Вы не были паркетным шаркуном. Полевая форма – с бушлатом без генеральских погон – стала Вашей второй кожей. Вы недолюбливали щелкоперов и «вечно опаздывающих» медиков-«живодеров». Но помнили почти наизусть, кто и как писал о той проклятой войне. Вы ею жили, считали «своей», не оставляя другим права о ней судить. Садились за руль бэтээра, чтобы проверить тормозные колодки или что-то там еще. Часто ставили задачи вместо даже не комбата, а ротного: «Послушай, сынок, что тебе скажет не выживший из ума генерал…» Вы, не дожидаясь трапа, первым соскакивали из едва коснувшегося земли вертолета. И, не дослушав рапорта, набрасывались на отцов-командиров: «Всех раненых эвакуировали? Где этот херов «скальпель»?» И, не отдышавшись, черпали ложкой из солдатского котелка: «Опять мясо «белого медведя». У тебя, командир, с этого пойла и «прицел» не встанет. А людям через час в атаку идти. Тебе что – турнепса в том огороде накопать?» «Карандашами», как это прижилось после Вас, Вы солдат не называли. Ваше имя символизировало не войну, а человеческую боль за ее необходимость.

Да, характер у Вас был не сахар. Да и по натуре Вы – ревнивец. И еще. От других генералов чеченской войны – жесткого до вечно сведенных скул Молтенского, «непробиваемо» – невозмутимого Макарова, шумного – мать-вас-разэтак – Казанцева, лихого – «прицел – 16 – Огонь!» «Шамана» Вы отличались какой-то эмоциональной совестливостью. В чем-то Вы были нетипичным: «Давай – ко мне». – «Товарищ командующий, можно я доем?» – «А что ешь?» – «Рыбу. В Каспийске у браконьеров купили». – «Ну, если так, то сначала доешь». Вам бы на сцене выступать – у Вас яркое слово и убедительная внешность проповедника. Может, поэтому после войны Вас не назначили ни начальником генштаба, ни полпредом, как Ваших бывших сослуживцев. Мемуаристика стала Вашей стезей от противного. В своих книгах Вы вновь переживали время, когда оказались в фокусе-прицеле той, «своей» войны. Человеческим лицом которой Вы останетесь теперь навсегда.
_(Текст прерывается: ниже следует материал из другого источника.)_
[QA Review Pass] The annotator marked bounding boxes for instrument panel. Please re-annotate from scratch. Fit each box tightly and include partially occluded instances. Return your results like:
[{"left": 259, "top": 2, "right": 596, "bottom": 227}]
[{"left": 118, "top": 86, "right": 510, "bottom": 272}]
Честь имею, товарищ командующий.

Сентябрь 2008 г.

Непощаженный

В 2002 году, не без труда управляясь протезом, он вошел в контейнер замкомандующего группировкой на Северном Кавказе. Чеченская Ханкала нередко знакомила людей, которые вряд ли нашли бы друг друга в «миру». Сергей Говорухин имел основание быть ироничным к командованию группировки. Тем не менее уже при второй нашей встрече он неожиданно написал письмо-рецензию на мои стихи. Рецензию – скорее ироничную, но теплую. Со взаимных улыбок началась дружба, хотя в дальнейшем мы виделись нечасто. В основном на ежегодно проводимых им вечерах памяти. Каждое 11 декабря они посвящаются невернувшимся с чеченской и других недавних войн.

Правда, была одна встреча – особая по месту в памяти. Сергей едва ли не первым откликнулся на диагноз, поставленный мне онкологами, приехал в Питер, привез народные снадобья с автографическим рецептом тогда еще здравствовавшего Александра Исаевича Солженицына. Война задает человеческим судьбам особое притяжение. Без напускного приятельства, но с безошибочным внутренним тестером – «свой-чужой».

Феноменом общественного восприятия Войны, в частности чеченской, стал его фильм-реквием «Прокляты и забыты». Феноменом потому, что многих зрителей-ветеранов не покидало странное ощущение: «Это все-таки Его Война – не моя. Но ею не пощаженный, он имеет право на такой вот эксклюзив». Уже на похоронах Сергея Говорухина прозвучало напрашивавшееся открытие: он, возможно, единственный из современных художников задал своему творчеству шукшинскую планку. Достичь – не хватило жизни.

Виной тому не только война. А диапазон его исканий-забот. Жил на форсаже. Сжег не только творческий ресурс, но и его физическую оболочку. При встрече в стекляшке на метро «Сухаревская» он, опоздав на час, отодвинул бокал и говорил, что наперекор всему должен УСПЕТЬ… В заданной им манере общения – с ироническими подколками – я подарил ему тогда портмоне. Сын культового режиссера, выпускник ВГИКа, он был обречен на сопоставление двух Говорухиных. Но в отцов кильватер не встал. Не только из-за недостатка отцова внимания в детстве, чего Сергей не скрывал. Поэтому был привязан прежде всего к своей семье.